Elsewhere, today’s Guardian asks whether the dismal performance of the Fascists at the polls spells the end for Nick Griffin’s regime:

“At two minutes past six last Friday morning, Nick Griffin walked to the front of the makeshift stage at the Goresbrook leisure centre in Barking, east London, and tried to make his voice heard above a braying crowd.

“The BNP leader had just suffered a humiliating defeat, beaten into third place by Labour MP Margaret Hodge in the constituency where he had promised to create a ‘political earthquake’…

‘Within the next five years, the indigenous people of London will be a minority,’ barked Griffin, as jubilant Labour supporters taunted him with shouts of ‘Out, out, out!’ ‘It is going to be too late for Barking, but it is not too late for Britain.’ By then, though, no one was listening.

“In the next 12 hours, Griffin’s worst fears were realised – and even exceeded. The party was thrashed in its two key parliamentary constituencies of Barking and Stoke Central.
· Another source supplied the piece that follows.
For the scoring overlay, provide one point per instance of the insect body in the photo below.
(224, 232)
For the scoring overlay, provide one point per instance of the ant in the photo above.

Its record number of council and parliamentary candidates failed to make a single breakthrough; and of the 28 BNP councillors standing for re-election, all but two were beaten…

“But the Barking and Dagenham council election result was the most dramatic. The BNP had plans to take control of the authority – instead, it lost every one of its councillors there. Twelve elected in 2006. Twelve thrown out in 2010. A ruthless purge, more shocking because they didn’t see it coming. Neither, for that matter, did their opponents. It was the miracle of Barking…

What is the future for the BNP now? Griffin doesn’t know. He can point to the fact that the BNP won more than half a million votes, but his mood is changeable. Yesterday he sent another email, brimming with anger. ‘The old east London is dead,’ he wrote.

“His party is at a crossroads. A Tory-led administration may worsen social divisions, providing the far right with new opportunities. But it might also clamp down on immigration, rendering the BNP irrelevant. Even if opportunities come his way, Griffin’s party has so many problems that he may not be able to take advantage.

“The BNP is not dead, but it took a mortal blow in Barking. It will be hard-pushed to find its feet again.”